Whenever you submit a question, this function first determines the most relevant text, then provides it to the chatbot model, and finally, the model generates a proper answer using the related text.
Develop a Gradio Interface
Now we will build a simple app where you can enter a question and receive an answer. This is done using Gradio, which is an easy way to make a small web page that acts as a UI with a text box.
import gradio as gr
Gradio is designed to create an intuitive user interface (UI) for our chatbot.
def chat_with_rag(question):
return retrieve_and_generate(question)
This function takes your question and returns the answer from our RAG system.
demo = gr.Interface(fn=chat_with_rag, inputs="text", outputs="text", title="RAG Chatbot")
demo.launch()
This creates the chatbot window, at which point you can type questions and see the answers live in your browser.
Here are some questions you can ask.
- "Where is the Eiffel Tower?"
- "What is Python used for?"
- "Which ocean is the largest?"
You created a working chatbot app, where you could type a question, retrieve the correct information, and generate an answer, essentially like a smaller Google or ChatGPT.
Optional Enhancements (if you want to make it better)
- Use a larger model, namely flan-t5-xl, to get more thoughtful answers.
- Store more information, like document titles and links.
- Break large documents into smaller chunks when adding.
- Share your app online using Hugging Face Spaces.
Conclusion
RAG (Retrieval-Augmented Generation) is an intelligent approach to developing chatbots that do not simply make educated guesses in their answers; instead, they conduct a search for information and then respond accordingly.
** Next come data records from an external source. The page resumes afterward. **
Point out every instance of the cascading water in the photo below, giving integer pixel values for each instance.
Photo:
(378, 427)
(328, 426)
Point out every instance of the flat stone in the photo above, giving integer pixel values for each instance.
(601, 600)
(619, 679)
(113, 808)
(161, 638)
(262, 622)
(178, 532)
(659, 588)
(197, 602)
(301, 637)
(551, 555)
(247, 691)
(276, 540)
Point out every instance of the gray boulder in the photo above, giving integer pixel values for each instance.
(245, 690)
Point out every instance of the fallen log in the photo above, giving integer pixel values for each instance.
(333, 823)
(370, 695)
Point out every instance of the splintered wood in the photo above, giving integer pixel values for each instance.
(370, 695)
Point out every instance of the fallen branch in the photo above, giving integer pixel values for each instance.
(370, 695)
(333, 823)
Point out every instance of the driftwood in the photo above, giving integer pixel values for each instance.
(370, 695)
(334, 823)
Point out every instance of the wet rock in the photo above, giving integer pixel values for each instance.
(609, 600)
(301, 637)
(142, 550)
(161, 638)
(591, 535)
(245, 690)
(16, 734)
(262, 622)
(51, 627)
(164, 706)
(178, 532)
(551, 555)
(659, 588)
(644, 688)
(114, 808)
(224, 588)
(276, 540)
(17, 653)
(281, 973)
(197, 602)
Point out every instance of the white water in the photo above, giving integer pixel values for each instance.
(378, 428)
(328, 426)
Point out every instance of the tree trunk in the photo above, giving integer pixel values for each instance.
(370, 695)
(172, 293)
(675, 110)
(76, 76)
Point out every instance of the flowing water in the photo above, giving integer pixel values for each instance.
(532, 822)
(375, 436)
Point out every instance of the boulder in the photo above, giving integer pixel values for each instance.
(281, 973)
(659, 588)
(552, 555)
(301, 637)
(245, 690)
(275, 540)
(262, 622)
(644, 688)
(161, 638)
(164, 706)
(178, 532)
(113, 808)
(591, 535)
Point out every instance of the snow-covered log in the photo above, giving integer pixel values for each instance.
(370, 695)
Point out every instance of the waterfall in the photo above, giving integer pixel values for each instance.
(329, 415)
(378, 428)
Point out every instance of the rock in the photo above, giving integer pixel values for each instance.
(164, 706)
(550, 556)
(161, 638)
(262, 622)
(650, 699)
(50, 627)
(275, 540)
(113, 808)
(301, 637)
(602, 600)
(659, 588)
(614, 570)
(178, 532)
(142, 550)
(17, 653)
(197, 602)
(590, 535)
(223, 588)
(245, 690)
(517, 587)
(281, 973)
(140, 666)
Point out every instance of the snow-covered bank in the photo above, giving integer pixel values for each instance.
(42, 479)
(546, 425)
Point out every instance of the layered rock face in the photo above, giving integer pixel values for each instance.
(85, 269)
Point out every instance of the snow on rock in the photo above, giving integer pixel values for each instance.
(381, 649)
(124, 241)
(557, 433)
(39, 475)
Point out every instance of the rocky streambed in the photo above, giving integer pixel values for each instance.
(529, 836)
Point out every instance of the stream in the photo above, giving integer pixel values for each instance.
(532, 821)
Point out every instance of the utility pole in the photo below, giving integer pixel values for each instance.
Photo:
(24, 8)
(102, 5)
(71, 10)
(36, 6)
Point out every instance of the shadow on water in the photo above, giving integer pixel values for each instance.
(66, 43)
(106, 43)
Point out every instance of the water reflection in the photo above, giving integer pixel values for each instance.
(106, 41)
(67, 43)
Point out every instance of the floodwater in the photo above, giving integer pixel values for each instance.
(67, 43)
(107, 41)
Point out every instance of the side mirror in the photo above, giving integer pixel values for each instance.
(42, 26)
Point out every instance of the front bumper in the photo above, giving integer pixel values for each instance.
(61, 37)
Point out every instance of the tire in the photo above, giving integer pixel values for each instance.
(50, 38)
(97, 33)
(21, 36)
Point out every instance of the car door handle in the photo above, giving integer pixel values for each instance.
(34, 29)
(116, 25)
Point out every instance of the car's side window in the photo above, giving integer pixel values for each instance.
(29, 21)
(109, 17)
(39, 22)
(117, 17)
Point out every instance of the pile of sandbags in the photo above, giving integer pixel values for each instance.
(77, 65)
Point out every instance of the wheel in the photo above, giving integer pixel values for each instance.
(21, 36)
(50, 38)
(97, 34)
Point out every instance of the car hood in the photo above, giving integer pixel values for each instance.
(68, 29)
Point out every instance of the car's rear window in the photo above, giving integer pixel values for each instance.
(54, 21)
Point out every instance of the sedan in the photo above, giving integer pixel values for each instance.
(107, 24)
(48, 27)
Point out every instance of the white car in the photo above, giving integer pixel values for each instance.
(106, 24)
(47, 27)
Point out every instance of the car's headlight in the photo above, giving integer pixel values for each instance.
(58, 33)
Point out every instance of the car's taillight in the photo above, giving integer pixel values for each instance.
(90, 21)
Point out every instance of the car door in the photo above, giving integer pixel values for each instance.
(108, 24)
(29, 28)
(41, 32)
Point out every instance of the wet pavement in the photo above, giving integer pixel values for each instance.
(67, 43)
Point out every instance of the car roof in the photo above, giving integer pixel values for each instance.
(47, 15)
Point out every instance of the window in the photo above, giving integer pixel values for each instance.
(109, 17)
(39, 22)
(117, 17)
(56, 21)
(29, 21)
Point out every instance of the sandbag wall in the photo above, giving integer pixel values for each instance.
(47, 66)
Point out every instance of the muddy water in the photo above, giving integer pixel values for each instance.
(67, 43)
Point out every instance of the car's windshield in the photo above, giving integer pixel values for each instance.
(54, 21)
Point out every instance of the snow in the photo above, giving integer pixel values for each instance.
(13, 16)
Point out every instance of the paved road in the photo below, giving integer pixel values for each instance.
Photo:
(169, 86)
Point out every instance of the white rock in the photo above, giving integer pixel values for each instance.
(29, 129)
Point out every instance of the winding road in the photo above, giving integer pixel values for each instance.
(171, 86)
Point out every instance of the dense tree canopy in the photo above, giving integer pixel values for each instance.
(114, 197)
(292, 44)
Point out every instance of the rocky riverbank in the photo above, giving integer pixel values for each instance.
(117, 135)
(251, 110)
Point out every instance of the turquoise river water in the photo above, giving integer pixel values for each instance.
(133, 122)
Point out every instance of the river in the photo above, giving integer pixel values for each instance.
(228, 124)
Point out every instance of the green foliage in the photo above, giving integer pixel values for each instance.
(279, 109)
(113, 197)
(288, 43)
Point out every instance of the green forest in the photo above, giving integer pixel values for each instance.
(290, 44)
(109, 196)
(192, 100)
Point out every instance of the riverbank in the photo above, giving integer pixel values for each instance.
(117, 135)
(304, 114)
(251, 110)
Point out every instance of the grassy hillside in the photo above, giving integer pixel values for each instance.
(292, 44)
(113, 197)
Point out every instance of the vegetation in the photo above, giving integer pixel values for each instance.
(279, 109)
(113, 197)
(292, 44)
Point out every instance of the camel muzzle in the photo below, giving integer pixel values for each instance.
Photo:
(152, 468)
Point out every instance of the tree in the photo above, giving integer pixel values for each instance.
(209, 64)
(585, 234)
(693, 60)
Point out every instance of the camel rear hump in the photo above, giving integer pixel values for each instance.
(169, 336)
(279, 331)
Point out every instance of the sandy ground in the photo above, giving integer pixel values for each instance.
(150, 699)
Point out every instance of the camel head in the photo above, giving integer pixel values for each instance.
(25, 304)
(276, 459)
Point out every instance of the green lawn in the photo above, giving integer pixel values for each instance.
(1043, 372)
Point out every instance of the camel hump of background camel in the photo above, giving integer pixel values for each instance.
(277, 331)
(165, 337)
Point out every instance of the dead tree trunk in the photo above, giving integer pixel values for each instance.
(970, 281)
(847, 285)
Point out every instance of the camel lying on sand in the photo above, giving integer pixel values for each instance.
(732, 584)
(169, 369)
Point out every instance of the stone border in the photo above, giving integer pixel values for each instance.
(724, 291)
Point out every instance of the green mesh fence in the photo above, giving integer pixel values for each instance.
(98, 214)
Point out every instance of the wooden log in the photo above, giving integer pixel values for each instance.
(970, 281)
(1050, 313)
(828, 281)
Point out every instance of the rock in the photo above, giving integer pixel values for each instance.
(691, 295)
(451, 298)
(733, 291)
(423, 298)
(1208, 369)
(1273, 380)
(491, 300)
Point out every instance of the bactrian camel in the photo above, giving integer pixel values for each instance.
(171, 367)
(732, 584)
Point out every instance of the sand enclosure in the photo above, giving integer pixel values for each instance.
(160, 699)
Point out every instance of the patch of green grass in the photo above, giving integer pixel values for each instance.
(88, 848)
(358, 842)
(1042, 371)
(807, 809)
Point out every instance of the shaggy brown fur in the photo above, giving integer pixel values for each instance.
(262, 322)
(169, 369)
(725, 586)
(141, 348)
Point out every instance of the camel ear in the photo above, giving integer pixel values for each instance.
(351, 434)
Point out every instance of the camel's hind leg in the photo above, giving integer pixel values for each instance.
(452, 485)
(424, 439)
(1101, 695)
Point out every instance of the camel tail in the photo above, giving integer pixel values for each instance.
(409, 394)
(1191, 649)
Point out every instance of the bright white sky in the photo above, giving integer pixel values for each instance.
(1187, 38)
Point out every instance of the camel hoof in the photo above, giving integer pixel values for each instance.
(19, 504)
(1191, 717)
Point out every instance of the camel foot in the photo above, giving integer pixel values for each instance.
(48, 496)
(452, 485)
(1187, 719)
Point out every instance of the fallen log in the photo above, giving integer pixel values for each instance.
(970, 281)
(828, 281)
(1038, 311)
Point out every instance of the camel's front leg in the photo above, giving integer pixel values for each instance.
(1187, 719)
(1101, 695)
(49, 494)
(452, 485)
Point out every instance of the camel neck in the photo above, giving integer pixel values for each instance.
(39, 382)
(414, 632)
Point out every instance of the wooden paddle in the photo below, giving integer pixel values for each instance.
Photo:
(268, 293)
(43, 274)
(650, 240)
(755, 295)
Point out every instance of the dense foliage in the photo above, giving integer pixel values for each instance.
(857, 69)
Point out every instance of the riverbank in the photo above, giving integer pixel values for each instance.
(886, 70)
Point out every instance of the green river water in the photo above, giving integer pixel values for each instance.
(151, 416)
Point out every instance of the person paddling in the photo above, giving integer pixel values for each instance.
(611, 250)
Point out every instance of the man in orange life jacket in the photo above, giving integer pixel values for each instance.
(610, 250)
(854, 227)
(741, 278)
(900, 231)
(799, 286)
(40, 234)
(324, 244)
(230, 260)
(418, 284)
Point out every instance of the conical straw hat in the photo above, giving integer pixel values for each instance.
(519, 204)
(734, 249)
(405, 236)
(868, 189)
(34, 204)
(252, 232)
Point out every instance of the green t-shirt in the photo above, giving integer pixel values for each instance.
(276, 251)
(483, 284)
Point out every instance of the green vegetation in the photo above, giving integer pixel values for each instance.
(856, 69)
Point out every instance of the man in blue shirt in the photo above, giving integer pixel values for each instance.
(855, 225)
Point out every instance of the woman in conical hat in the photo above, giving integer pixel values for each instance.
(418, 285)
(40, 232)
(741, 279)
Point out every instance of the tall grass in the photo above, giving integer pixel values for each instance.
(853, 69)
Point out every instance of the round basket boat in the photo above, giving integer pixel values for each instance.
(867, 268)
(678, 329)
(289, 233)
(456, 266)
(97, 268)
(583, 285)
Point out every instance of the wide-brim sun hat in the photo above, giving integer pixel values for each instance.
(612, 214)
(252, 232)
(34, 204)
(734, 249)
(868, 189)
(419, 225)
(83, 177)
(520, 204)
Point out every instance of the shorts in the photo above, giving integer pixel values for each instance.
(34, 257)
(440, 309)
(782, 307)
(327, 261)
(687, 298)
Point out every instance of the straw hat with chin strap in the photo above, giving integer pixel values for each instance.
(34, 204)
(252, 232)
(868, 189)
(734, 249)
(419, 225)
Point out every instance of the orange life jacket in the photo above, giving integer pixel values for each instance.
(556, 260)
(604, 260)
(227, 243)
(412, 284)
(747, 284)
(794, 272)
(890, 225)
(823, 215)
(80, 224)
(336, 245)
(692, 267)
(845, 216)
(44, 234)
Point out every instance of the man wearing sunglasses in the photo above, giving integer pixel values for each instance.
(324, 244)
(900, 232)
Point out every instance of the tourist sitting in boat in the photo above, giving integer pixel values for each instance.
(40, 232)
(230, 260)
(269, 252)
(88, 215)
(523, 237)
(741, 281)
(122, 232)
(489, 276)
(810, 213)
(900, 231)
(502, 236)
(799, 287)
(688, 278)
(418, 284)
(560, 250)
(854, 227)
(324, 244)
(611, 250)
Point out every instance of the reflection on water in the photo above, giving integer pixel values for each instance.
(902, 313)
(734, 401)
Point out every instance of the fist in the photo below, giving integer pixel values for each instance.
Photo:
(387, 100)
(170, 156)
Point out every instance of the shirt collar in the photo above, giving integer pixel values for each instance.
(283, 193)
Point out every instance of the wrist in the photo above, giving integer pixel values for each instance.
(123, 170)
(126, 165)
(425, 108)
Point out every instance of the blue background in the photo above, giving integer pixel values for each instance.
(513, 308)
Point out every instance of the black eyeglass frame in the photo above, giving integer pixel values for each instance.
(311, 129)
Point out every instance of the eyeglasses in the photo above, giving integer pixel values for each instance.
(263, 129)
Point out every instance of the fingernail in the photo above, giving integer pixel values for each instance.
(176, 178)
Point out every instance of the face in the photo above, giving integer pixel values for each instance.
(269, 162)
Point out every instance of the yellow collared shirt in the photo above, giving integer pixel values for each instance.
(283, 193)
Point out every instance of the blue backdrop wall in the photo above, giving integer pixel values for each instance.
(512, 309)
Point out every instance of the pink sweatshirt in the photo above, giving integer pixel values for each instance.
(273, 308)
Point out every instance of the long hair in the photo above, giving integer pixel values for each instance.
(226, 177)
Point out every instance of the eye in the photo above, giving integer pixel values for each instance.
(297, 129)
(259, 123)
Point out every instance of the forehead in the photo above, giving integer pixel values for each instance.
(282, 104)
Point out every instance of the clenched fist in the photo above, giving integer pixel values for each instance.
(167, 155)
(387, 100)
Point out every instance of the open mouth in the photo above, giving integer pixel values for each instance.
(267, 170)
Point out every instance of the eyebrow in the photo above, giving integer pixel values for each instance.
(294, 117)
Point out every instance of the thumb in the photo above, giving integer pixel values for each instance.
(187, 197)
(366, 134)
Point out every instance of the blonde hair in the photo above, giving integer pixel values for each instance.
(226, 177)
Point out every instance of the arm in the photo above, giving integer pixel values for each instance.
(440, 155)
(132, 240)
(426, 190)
This is much more accurate and helpful for your users.
You can use it to.
- Support customers
- Answer research questions
- Teach or guide individuals
Now that your chatbot is functional, you can do some advanced things.
- Use your own documents
- Connect it to PDFs, websites, or even databases
With minimal tooling, you can now build a very powerful chatbot that responds with accurate and helpful information.